Anyone’s who ever built a sand castle could tell you that one of the hardest things about life is that the world seems indifferent to your desires. You can keep rebuilding your sandcastle for as long as you like and the ocean will just keep smashing it down.
But the idea of a indifferent universe is hard for human beings to swallow. We like to think we’re a bit more important than that. So, for many sandcastle builders, the idea of an indifferent universe is replaced by a cruel one. You know, where the universe actually wants to make you suffer.
And if you do believe, as many of the Romantics of the 19th Century did, that the universe is essentially hostile then you can easily end up spending your life fighting a one-woman war against reality. This is what we find Beth Ditto doing in The Gossip’s song, ‘Heavy Cross’.
Historically, when people have found themselves faced with a meaningless universe, they’ve invented religions and the Romantics were no different.
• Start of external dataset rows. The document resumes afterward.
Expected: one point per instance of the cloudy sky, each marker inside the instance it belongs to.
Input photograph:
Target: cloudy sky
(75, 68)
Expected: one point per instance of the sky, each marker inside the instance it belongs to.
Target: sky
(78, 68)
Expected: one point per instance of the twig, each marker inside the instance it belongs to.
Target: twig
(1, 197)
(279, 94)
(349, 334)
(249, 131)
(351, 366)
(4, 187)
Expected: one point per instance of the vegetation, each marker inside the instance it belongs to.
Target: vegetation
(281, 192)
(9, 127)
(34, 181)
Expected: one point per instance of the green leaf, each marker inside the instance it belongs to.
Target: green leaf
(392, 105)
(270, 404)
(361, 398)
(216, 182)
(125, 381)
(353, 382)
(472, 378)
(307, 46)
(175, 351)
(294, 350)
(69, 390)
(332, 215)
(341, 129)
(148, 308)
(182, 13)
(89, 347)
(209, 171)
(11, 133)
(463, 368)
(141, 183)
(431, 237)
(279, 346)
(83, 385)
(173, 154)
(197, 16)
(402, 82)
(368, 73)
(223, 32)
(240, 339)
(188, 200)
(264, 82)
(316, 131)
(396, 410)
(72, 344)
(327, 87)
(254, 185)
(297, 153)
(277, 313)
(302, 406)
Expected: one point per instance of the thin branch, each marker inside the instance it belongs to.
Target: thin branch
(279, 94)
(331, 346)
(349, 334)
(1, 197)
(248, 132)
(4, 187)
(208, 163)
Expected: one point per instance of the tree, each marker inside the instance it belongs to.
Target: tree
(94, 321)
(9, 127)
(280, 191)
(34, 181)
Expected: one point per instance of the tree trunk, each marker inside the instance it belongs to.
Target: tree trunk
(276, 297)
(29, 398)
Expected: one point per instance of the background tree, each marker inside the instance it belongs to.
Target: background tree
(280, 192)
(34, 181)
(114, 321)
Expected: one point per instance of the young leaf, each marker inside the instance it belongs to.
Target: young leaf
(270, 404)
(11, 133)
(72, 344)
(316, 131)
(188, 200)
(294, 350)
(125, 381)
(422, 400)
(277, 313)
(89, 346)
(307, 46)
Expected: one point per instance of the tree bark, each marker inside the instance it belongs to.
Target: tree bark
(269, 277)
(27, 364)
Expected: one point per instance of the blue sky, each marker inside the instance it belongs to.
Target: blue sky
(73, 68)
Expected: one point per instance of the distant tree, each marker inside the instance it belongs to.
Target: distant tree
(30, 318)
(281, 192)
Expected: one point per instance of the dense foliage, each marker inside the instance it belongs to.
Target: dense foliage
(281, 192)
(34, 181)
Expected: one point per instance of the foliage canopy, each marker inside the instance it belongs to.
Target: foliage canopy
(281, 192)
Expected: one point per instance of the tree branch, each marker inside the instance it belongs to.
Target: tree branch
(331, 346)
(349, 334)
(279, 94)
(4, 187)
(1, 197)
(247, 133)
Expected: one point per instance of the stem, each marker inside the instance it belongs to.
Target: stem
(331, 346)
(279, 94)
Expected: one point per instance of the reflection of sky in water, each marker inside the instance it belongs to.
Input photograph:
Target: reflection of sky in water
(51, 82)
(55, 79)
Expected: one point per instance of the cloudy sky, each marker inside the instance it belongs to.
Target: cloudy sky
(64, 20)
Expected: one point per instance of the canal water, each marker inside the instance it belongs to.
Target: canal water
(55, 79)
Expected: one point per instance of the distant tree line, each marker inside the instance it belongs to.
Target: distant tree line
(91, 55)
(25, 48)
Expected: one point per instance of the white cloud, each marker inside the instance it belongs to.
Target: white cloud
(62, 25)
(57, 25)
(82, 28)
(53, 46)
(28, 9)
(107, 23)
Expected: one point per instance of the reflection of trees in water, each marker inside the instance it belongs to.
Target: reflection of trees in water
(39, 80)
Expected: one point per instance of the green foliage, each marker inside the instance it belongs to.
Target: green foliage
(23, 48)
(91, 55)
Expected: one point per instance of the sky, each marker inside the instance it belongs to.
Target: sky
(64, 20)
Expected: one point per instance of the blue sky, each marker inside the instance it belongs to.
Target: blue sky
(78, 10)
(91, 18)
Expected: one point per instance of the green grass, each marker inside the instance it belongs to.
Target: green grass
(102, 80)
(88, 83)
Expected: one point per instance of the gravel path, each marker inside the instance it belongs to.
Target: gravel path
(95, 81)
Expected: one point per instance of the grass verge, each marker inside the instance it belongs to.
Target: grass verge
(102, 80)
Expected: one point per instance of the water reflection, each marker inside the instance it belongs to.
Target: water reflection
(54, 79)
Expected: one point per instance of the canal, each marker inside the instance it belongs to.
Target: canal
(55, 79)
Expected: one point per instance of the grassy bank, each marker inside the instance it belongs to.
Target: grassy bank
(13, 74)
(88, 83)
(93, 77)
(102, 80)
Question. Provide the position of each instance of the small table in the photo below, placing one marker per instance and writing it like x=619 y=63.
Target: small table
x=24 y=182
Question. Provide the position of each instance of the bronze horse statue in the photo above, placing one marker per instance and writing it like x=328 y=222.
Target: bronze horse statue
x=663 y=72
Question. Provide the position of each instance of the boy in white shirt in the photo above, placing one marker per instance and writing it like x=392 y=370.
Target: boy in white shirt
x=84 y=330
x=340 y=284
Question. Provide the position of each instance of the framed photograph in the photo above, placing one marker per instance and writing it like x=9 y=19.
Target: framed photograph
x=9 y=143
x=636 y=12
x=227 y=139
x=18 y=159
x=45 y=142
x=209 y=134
In Richard Wagner’s opera – Tristan and Isolde; Tristan, the hero gives up on reality for good. To him, life is so pointless as to resemble a foolish dream, an illusion which will past. But he can afford to say this because he’s found something better. No, not Jesus but romantic love.
This was in many ways a brand new kind of 19th Century love. In romantic love, the loved one becomes a personification of the possibility of happiness. And love becomes the means by which the lovers can transcend their meaningless world.
It’s almost like the old romantic dilemma; the individual against reality has been re-written for two — the odds are still against them but when they’re beaten, their deaths can be seen as sacrifices to an ideal. As is the case in ‘Tristan and Isolde’, or ‘Heroes’ by David Bowie, or Peter Cetera’s, ‘The Glory of Love’.